Regarding the invitations, it had been necessary for Estelle to write to Madame Nolinger, even both Mesdames Nolinger, in Michigan, unless Tim could supply certain information as to how his parents would want their names expressed. He had never dwelt on their divorce, and wasn’t sure either Anne-Sophie or Estelle had fully realized his parents were divorced, even though they had two different addresses in Michigan. Also there were questions of whether there were any titles, degrees, military decorations that should be mentioned. Had his father served in the war, for example? (As an enlisted sailor in the last year of it, he knew.) He was able to say that his father had served, and that though he believed his father had received a master’s degree in theater arts at an early age, he doubted that he would want this mentioned on the invitation.

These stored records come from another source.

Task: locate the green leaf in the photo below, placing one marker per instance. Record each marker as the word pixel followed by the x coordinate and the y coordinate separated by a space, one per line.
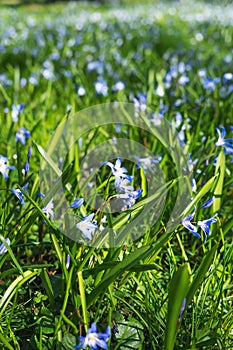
pixel 203 268
pixel 177 292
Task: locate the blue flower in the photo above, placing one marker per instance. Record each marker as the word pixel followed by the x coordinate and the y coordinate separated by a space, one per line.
pixel 93 339
pixel 4 167
pixel 48 209
pixel 3 249
pixel 148 162
pixel 209 83
pixel 186 222
pixel 226 143
pixel 21 135
pixel 118 171
pixel 182 310
pixel 19 194
pixel 208 203
pixel 205 225
pixel 87 226
pixel 77 203
pixel 16 110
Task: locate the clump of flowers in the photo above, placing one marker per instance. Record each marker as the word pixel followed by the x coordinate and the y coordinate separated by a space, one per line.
pixel 204 224
pixel 4 167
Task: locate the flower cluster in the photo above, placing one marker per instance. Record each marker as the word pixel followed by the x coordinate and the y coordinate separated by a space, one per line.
pixel 3 248
pixel 4 167
pixel 126 191
pixel 93 339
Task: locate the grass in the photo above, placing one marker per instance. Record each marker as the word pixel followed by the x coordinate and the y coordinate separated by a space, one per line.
pixel 136 276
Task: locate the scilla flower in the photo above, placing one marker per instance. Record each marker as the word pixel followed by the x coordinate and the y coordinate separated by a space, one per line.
pixel 4 167
pixel 226 143
pixel 93 339
pixel 87 226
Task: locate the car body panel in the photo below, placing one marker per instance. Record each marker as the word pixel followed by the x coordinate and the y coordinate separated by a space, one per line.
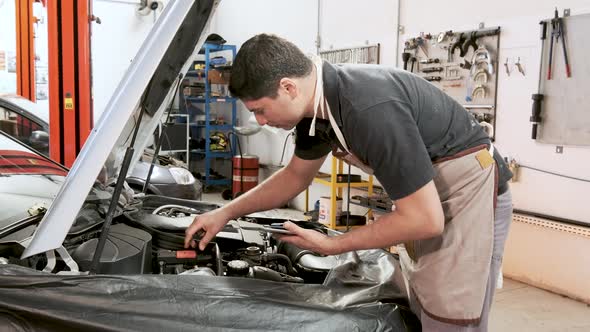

As to his mother, he had never heard of any title or decoration of hers that could ornament the pages of the thick vellum leaflets being printed up.
Estelle thought it better to write to his parents directly, which she had planned to do anyway, regarding whether there were anything she could do about the hotels, and what relatives would be coming. She was not entirely confident of her written English, so wrote in French to Tim’s mother. The reply had been disappointing, though, as Madame Nolinger had volunteered very few things of interest except that she had graduated from the Académie du Sacré Coeur in Bruxelles. Anne-Sophie was now taking the replies to the invitation consultant.